- Born: Edward George Rodgers 20 July 1935 Kennington, London, England
- Died: 2 May 2001 (aged 65) St Thomas' Hospital, London, England
- Occupation: Television comedian
- Years active: 1960s – 2001
- Children: 4

= Ted Rogers (comedian) =

English comedian and TV host (1935–2001)

Edward George Rodgers (20 July 1935 – 2 May 2001) was an English comedian and light entertainment host who started his career as a Redcoat entertainer. He was best known for hosting the Yorkshire Television game show 3-2-1 from 1978 to 1988.

==Early life and career==
Rogers was born in Kennington, South London, the son of Edward Rodgers, a soap machine operator, and Lily May Rodgers née Cobb, an office cleaner. He went to school in Lambeth. His idol as a youngster was Danny Kaye, and Rogers won a holiday camp talent contest impersonating Kaye as a youngster, but he would later put all showbusiness offers on hold whilst he did his national service in the Royal Air Force.
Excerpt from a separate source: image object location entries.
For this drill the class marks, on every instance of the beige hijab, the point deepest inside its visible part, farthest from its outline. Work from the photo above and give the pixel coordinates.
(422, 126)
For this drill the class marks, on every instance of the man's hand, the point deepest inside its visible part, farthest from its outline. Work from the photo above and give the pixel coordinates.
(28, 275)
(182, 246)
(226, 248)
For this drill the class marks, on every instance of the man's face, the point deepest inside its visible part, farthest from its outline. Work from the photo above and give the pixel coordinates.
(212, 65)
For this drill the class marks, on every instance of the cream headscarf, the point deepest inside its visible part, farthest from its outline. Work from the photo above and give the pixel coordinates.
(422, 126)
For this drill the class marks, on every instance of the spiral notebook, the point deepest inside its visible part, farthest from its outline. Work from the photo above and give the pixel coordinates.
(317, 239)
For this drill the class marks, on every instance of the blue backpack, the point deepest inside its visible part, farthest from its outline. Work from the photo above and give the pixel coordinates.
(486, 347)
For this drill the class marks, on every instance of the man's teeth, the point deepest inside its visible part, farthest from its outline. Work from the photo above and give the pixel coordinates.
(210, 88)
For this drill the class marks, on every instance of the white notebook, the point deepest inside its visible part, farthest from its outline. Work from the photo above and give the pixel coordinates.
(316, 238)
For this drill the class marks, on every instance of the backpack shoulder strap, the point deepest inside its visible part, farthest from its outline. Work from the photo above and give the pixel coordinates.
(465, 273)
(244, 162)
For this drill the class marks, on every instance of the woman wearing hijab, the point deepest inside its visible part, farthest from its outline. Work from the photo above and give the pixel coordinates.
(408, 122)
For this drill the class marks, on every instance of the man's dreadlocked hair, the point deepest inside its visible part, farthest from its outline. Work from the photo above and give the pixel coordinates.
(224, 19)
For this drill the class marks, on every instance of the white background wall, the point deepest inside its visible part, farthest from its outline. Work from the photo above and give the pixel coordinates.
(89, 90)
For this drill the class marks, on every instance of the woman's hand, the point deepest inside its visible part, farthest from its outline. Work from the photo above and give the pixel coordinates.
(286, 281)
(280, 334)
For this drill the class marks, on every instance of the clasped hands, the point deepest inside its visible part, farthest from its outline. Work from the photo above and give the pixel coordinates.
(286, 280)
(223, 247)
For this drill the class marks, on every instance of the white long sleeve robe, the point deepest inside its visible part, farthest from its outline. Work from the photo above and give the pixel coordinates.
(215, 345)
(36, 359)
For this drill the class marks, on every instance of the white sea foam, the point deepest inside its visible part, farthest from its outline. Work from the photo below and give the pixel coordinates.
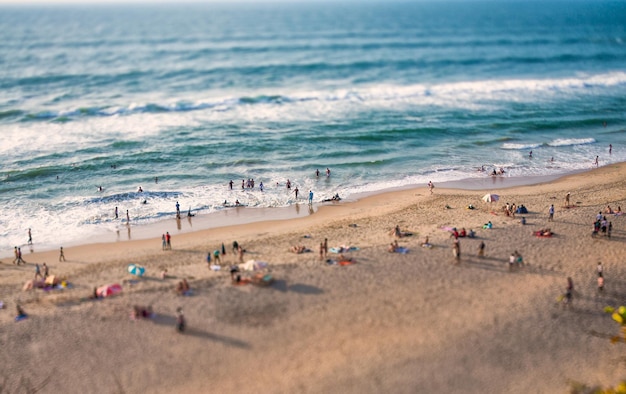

In the early 1960s, Rogers appeared as a stand up comedian on the radio programme Billy Cotton Band Show, alongside singers such as Tom Jones, Cliff Richard and Alma Cogan and comedians Terry Scott and Hugh Lloyd. He went on to host Sunday Night at the London Palladium in 1974. Rogers also appeared on the comedy panel game Jokers Wild. He was asked by Perry Como to join him on his tour of Britain in 1975 as a comedian after a Royal Variety Performance.

Bing Crosby later invited Rogers to join him on his concerts of 1976 and 1977, to form a double act and sing "Gone Fishin'" with Crosby as a tribute to Louis Armstrong. TV programme: Whilst on tour in 1977, Rogers was asked to film a pilot for a new television game show for Yorkshire Television.

==Gameshow host==
===3-2-1===
Rogers became the presenter of ITV's variety gameshow 3-2-1 in 1978. It ran for just over ten years in a top-rating Saturday night slot. He earned £130,000 a year in the early 1980s from 3-2-1 alone and combined this with a career as a highly paid after-dinner speaker, also making regular cabaret and public appearances.

In March 1986, he was featured on This Is Your Life. Rogers was surprised by host Eamonn Andrews in Covent Garden, central London, with guests on the show including Jimmy Edwards and Sacha Distel.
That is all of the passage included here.